Unter der Touch-Oberfläche der Oberseite ist eine Reihe an LED mit einem Diffusor angebracht, die etwa bei der Aktivierung von Siri aufleuchten. Auch das Plus- und Minus zur Lautstärkeregelung wird der Zerlegung zufolge durch diese LEDs beleuchtet.

Die sieben integrierten Hochtöner werden durch goldene Schraubverbindungen mit Strom versorgt, erklärt iFixit, dies minimiere internes Kabelwirrwarr in dem dicht mit Komponenten vollgepackten Gehäuse. Er habe keinen Weg gefunden, den HomePod zerstörungsfrei zu öffnen, merkt der Reparaturdienstleister an – durch die stabile Konstruktion dürfte aber “Haltbarkeit kein Problem sein”.

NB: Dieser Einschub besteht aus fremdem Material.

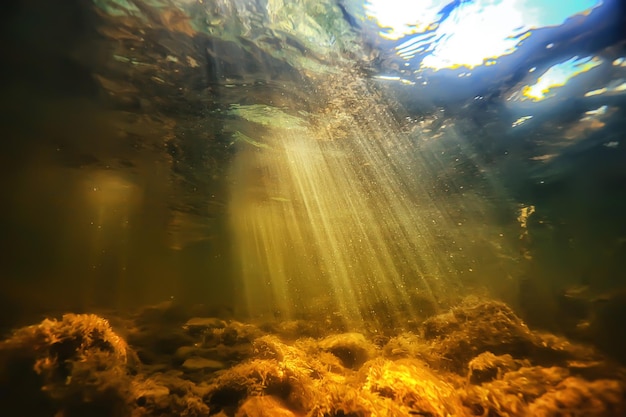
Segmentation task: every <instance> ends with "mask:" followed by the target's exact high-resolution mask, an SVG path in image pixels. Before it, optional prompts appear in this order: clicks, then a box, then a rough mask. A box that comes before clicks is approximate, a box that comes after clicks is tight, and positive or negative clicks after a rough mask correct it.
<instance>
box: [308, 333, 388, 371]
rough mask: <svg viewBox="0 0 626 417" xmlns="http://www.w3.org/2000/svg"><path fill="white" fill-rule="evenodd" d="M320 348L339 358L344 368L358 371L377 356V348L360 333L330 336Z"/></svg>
mask: <svg viewBox="0 0 626 417" xmlns="http://www.w3.org/2000/svg"><path fill="white" fill-rule="evenodd" d="M319 346H320V348H322V349H323V350H325V351H328V352H330V353H332V354H333V355H335V356H336V357H338V358H339V359H340V360H341V362H342V363H343V366H345V367H346V368H351V369H358V368H359V367H360V366H361V365H363V364H364V363H365V362H367V361H368V360H369V359H370V358H372V357H373V356H375V355H376V352H377V349H376V347H375V346H374V345H373V344H372V343H371V342H369V341H367V340H366V339H365V336H363V335H362V334H360V333H342V334H337V335H333V336H329V337H327V338H325V339H323V340H321V341H320V343H319Z"/></svg>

Wie zuvor bereits bekannt wurde, veranschlagt Apple als Service-Gebühr außerhalb von Garantiefällen einen Preis, der bei knapp 80 Prozent des Neupreises liegt – dabei dürfte der Hersteller den defekten Lautsprecher einfach gegen ein aufbereitetes Modell austauschen. Das fest integriert wirkende Stromkabel lässt sich mit etwas Kraftaufwand herausziehen, bemerkten Nutzer inzwischen – davon rät der Hersteller aber in internen Support-Dokumenten ab, wie Macrumors berichtet. Für knapp 30 Dollar können Nutzer ein beschädigtes Stromkabel durch Apple tauschen lassen.